SINGAPORE: Singapore’s June core inflation measure hit a more than two-year low as electricity and gas prices declined, firming bets among economists that its central bank will ease monetary policy in October..

Core inflation – which excludes the costs of accommodation and private road transport – rose 1.2 per cent year-on-year in June compared with May’s 1.3 per cent, said the Monetary Authority of Singapore (MAS) and the Ministry of Trade and Industry (MTI) in a press release on Tuesday (Jul 23).

This was in line with a Reuters poll, and the lowest print since March 2017 when core inflation grew at the same rate.

READ: Singapore economic growth slows to 0.1% in Q2, lowest in a decade

“The risk of a monetary easing has definitely risen,” said Mr Edward Lee, an economist at Standard Chartered.

“But this is not unexpected. We do expect a bottoming during this time.”

Core inflation is the Monetary Authority of Singapore’s (MAS) preferred price gauge in setting monetary policy.

The central bank’s core inflation measure excludes changes in the prices of cars and accommodation, which are influenced more by government policies.

Consumer Price Index (CPI)-All Items inflation moderated to 0.6 per cent year-on-year, from 0.9 per cent in May. The median forecast in a Reuters poll was for all-items CPI to rise 0.7 per cent.

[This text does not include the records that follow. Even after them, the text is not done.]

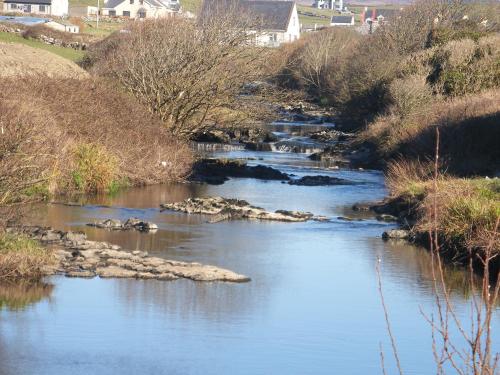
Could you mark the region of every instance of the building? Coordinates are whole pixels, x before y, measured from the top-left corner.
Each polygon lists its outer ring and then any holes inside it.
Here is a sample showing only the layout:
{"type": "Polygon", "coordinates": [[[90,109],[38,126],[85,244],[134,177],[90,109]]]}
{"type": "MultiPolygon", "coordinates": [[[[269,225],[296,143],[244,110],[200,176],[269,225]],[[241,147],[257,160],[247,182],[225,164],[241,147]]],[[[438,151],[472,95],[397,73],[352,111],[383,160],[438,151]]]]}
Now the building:
{"type": "Polygon", "coordinates": [[[97,16],[98,8],[87,5],[73,5],[69,7],[71,17],[97,16]]]}
{"type": "Polygon", "coordinates": [[[389,22],[401,12],[400,9],[368,9],[361,13],[361,23],[384,23],[389,22]]]}
{"type": "Polygon", "coordinates": [[[51,29],[57,30],[57,31],[64,31],[66,33],[74,33],[78,34],[80,32],[80,27],[77,25],[73,25],[71,22],[68,22],[66,20],[50,20],[49,22],[44,24],[47,27],[50,27],[51,29]]]}
{"type": "Polygon", "coordinates": [[[354,26],[354,16],[333,16],[330,26],[354,26]]]}
{"type": "Polygon", "coordinates": [[[103,16],[127,18],[160,18],[177,13],[178,0],[108,0],[101,10],[103,16]]]}
{"type": "Polygon", "coordinates": [[[300,38],[300,22],[294,1],[239,0],[233,2],[205,0],[200,18],[217,17],[234,7],[234,14],[244,14],[256,20],[254,43],[265,47],[278,47],[300,38]]]}
{"type": "Polygon", "coordinates": [[[4,0],[3,11],[62,17],[68,15],[68,0],[4,0]]]}

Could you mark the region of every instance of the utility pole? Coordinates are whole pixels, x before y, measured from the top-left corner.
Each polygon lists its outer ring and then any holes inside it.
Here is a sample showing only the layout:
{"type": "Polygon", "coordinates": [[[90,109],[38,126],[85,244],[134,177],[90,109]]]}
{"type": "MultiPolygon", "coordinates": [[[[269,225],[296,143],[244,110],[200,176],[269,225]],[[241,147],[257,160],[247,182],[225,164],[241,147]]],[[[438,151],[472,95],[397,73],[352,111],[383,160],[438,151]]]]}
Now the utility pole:
{"type": "Polygon", "coordinates": [[[99,12],[101,11],[101,6],[100,6],[100,3],[99,3],[99,0],[97,0],[97,17],[96,17],[96,29],[99,28],[99,12]]]}

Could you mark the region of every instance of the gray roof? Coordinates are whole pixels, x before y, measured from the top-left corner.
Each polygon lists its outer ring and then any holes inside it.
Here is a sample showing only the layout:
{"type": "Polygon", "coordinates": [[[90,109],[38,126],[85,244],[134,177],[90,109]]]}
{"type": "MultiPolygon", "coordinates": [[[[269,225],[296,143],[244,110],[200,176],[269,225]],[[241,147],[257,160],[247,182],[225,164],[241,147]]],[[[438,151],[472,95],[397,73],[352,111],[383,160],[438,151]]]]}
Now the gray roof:
{"type": "Polygon", "coordinates": [[[204,0],[200,17],[216,17],[232,6],[254,17],[264,30],[284,31],[292,16],[294,1],[272,0],[204,0]]]}
{"type": "Polygon", "coordinates": [[[351,24],[354,16],[333,16],[332,23],[347,23],[351,24]]]}
{"type": "Polygon", "coordinates": [[[35,5],[50,5],[52,0],[4,0],[7,4],[35,4],[35,5]]]}
{"type": "MultiPolygon", "coordinates": [[[[104,8],[115,8],[124,1],[128,0],[108,0],[104,3],[104,8]]],[[[135,0],[139,1],[139,0],[135,0]]],[[[154,7],[168,8],[165,4],[161,3],[159,0],[144,0],[145,3],[151,4],[154,7]]]]}

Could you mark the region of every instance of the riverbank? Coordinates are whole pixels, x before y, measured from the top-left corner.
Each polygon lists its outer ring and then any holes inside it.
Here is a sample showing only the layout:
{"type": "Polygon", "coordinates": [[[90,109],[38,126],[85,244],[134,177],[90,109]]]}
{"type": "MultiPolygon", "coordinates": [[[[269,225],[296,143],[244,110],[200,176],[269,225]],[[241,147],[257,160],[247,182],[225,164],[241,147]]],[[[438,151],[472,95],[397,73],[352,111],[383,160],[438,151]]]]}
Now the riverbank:
{"type": "MultiPolygon", "coordinates": [[[[126,251],[108,242],[90,241],[82,232],[64,232],[39,226],[11,227],[7,231],[12,238],[24,237],[38,241],[44,248],[37,247],[37,252],[52,258],[51,262],[38,262],[36,275],[30,273],[38,279],[65,275],[80,278],[99,276],[168,281],[179,278],[194,281],[250,281],[246,276],[223,268],[151,257],[145,251],[126,251]]],[[[9,279],[8,275],[3,274],[4,269],[1,270],[2,276],[9,279]]],[[[15,276],[23,278],[24,275],[12,275],[11,278],[15,279],[15,276]]]]}

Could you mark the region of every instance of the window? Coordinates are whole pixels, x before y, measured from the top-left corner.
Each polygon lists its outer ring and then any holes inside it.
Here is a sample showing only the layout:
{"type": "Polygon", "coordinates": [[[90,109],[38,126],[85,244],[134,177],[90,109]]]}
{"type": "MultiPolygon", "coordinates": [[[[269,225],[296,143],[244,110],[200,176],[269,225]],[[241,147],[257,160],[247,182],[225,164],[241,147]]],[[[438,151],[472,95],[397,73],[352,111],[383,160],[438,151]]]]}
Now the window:
{"type": "Polygon", "coordinates": [[[146,18],[146,11],[144,9],[141,9],[139,12],[139,18],[146,18]]]}
{"type": "Polygon", "coordinates": [[[139,4],[144,5],[144,0],[139,0],[139,4]]]}
{"type": "Polygon", "coordinates": [[[17,4],[10,4],[10,9],[17,9],[17,4]]]}
{"type": "Polygon", "coordinates": [[[38,11],[39,11],[40,13],[45,13],[45,5],[39,5],[39,6],[38,6],[38,11]]]}
{"type": "Polygon", "coordinates": [[[123,17],[130,17],[130,11],[124,10],[123,11],[123,17]]]}
{"type": "Polygon", "coordinates": [[[116,10],[110,10],[110,11],[108,12],[108,15],[109,15],[110,17],[114,17],[114,16],[116,16],[116,10]]]}
{"type": "Polygon", "coordinates": [[[24,13],[31,13],[31,5],[24,6],[24,13]]]}
{"type": "Polygon", "coordinates": [[[133,4],[134,3],[134,0],[130,0],[130,4],[133,4]]]}

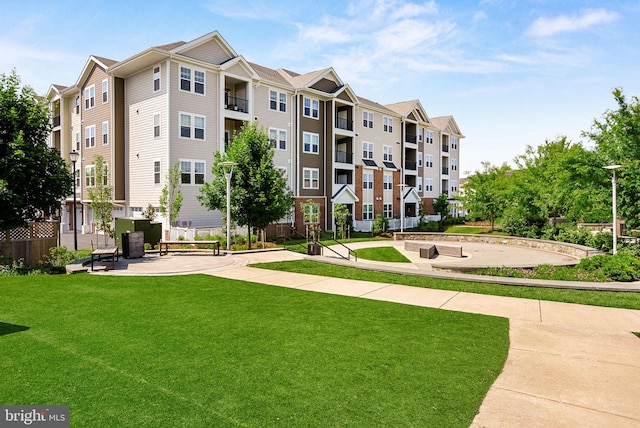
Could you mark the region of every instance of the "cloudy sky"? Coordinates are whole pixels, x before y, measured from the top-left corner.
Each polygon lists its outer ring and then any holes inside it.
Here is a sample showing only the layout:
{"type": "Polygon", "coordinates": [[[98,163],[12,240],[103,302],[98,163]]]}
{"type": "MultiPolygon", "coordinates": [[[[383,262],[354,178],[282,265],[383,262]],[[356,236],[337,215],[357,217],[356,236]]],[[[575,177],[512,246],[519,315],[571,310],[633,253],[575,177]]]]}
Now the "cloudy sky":
{"type": "MultiPolygon", "coordinates": [[[[640,0],[0,0],[0,72],[46,93],[90,55],[125,59],[218,30],[247,60],[300,73],[333,67],[382,104],[420,99],[453,115],[461,171],[527,145],[582,140],[640,95],[640,0]]],[[[589,145],[588,141],[584,141],[589,145]]]]}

Apart from lower core inflation, this also reflected a fall in private road transport inflation and a larger drop in accommodation costs, said MAS and MTI.

The cost of private road transport rose slightly by 0.2 per cent year-on-year in June, moderating from the 1.5 per cent increase in the previous month, mainly on account of a smaller rise in car prices and a decline in petrol prices.

Services inflation eased to 1.7 per cent year-on-year in June from 2 per cent in May.

This largely reflected smaller increases in holiday expenses and airfares, as well as a larger fall in telecommunication services fees.

The cost of electricity and gas declined by 4.8 per cent year-on-year in June, steeper than the 4 per cent drop in the preceding month.

This was due to the dampening effect of the nationwide launch of the Open Electricity Market on electricity prices.

Meanwhile, the overall cost of retail items increased by 0.4 per cent year-on-year, slightly lower than the 0.5 per cent rise in May.

The slower rate of inflation was primarily due to a larger decline in the prices of telecommunications equipment, medical products and goods for recreation and entertainment, which more than offset a faster pace of increase in the prices of personal care products as well as a smaller decline in the prices of clothing and footwear, said MTI and MAS.

READ: IMF cuts forecast for Singapore’s 2019 economic growth to 2%

Accommodation costs fell at a slightly faster pace of 1.1 per cent year-on-year in June as compared to the 1 per cent decline in the previous month, while food inflation remained unchanged from May at 1.4 per cent.

External sources of inflation are “likely to be benign” for the rest of the year, said MAS and MTI.

“An acceleration in inflationary pressures is unlikely against the backdrop of slower GDP growth, uncertainties in the global economy, as well as the continuing restraining effects of MAS’ monetary policy tightening in 2018,” said the two bodies.

They expect core inflation to come in near the mid-point of the forecast range of 1 to 2 per cent in 2019.

Private road transport costs could pick up slightly this year as compared to last year, while accommodation costs are likely to decline at a slower pace this year, they added.

READ: Commentary: What slowing growth means for the man in the street

Singapore’s economy grew at its slowest annual pace in a decade in the second quarter, preliminary data showed on July 12, raising bets that a technical recession and monetary policy easing could be just around the corner.

In a Reuters poll done after the release of the second-quarter data, seven of 11 economists said they expected the MAS to loosen its exchange-rate monetary policy in its next policy statement, due in October, with the other four forecasting no change.

READ: What Singapore’s slowing GDP growth means for the jobs market

Since then, two additional economists have called for a monetary easing amid a dim economic outlook.